El suegro, cuyos pelos grises se mantenían aplastados y en posición de firmes, conservaba la mirada fija en el plato sin emitir comentarios. Su mujer, mientras tanto, movía la cabeza y alzaba las comisuras de los labios en un intento forzado de sonrisa.

Para evitar futuros cuestionamientos, Lorenzo optó por desviar la mirada y hacer el ingreso de su segundo bocado: esta vez, el pedazo de carne junto a una papa noisette.

La mesa continuó con debates de política antiperonista y recomendaciones para evadir a los limpiavidrios de la Capital Federal. Todo en un marco de respeto y con un Lorenzo esforzándose por caerles bien a los padres de su novia. Entretanto, el sonido de la televisión llegaba tímido desde la cocina: la empleada doméstica miraba compenetrada los gestos de la Enana Feudale en el programa de Tinelli.

La suegra, no conforme con la única declaración de Lorenzo, disparó nuevamente:

–Y vos, Lorenzo, ¿qué opinás del matrimonio gay?

Tragó saliva. Símil en volumen a aquella papa que segundos atrás había saboreado con placer. Y contestó esquivo:

–No tengo una postura formada. Es un tema complicado.

Acostumbrados a intelectualizar, la familia no dejó tema de la agenda por repasar. A Lorenzo se le hacía cada vez más complicado sortear los dardos tendenciosos de sus suegros. Le preocupaba. Pero también se sentía orgulloso por su capacidad de adaptarse a la situación.

El aroma del postre ya se hacía sentir desde la cocina. Y Lorenzo comenzaba a palpitar el final feliz de aquella odisea ceremonial.

Aunque todavía restaba el plato fuerte. Aquel que un ingenuo Lorenzo nunca se imaginó.

–Maradona. Qué drogadicto impresentable… –arrojó el suegro.

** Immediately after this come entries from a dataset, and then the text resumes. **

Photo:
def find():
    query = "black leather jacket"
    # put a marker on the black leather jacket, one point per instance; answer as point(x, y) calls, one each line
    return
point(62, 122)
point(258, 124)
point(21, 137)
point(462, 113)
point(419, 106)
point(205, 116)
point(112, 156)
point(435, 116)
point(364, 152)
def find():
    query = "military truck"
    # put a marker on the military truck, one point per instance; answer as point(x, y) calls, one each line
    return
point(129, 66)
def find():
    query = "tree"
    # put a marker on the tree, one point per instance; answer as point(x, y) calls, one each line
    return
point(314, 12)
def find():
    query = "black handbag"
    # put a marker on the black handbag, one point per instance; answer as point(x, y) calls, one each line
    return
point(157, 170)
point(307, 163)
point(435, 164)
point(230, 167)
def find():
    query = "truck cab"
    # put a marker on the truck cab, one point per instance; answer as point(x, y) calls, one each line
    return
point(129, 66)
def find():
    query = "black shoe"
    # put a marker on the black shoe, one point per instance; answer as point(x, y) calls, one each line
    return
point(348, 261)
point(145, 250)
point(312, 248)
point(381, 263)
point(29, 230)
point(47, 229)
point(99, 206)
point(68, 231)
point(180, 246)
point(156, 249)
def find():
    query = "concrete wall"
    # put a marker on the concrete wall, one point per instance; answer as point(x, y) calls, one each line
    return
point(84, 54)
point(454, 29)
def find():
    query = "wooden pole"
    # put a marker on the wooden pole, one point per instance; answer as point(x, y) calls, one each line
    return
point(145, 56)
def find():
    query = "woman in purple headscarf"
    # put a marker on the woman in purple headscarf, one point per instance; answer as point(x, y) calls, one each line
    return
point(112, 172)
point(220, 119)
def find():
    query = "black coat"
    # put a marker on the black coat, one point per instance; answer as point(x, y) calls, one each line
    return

En ese preciso momento, al flamante invitado se le vinieron a la cabeza todas las imágenes juntas: su póster del 86, su camiseta firmada, su tatuaje en el hombro...

–Con el Diego no. –interrumpió, inconsciente.

A pesar de la mirada confundida de sus suegros y su novia, continuó:

–Con el Diego no te metas, ¡viejo del orto!

Se levantó y se fue corriendo, indignado, a tomarse el primer colectivo que pasara.

Días más tarde, reunido con sus amigos frente a la televisión, su piel sería la primera en erizarse: su ídolo entraba a la cancha para iniciar el camino hacia una nueva hazaña. Una más entre las tantas.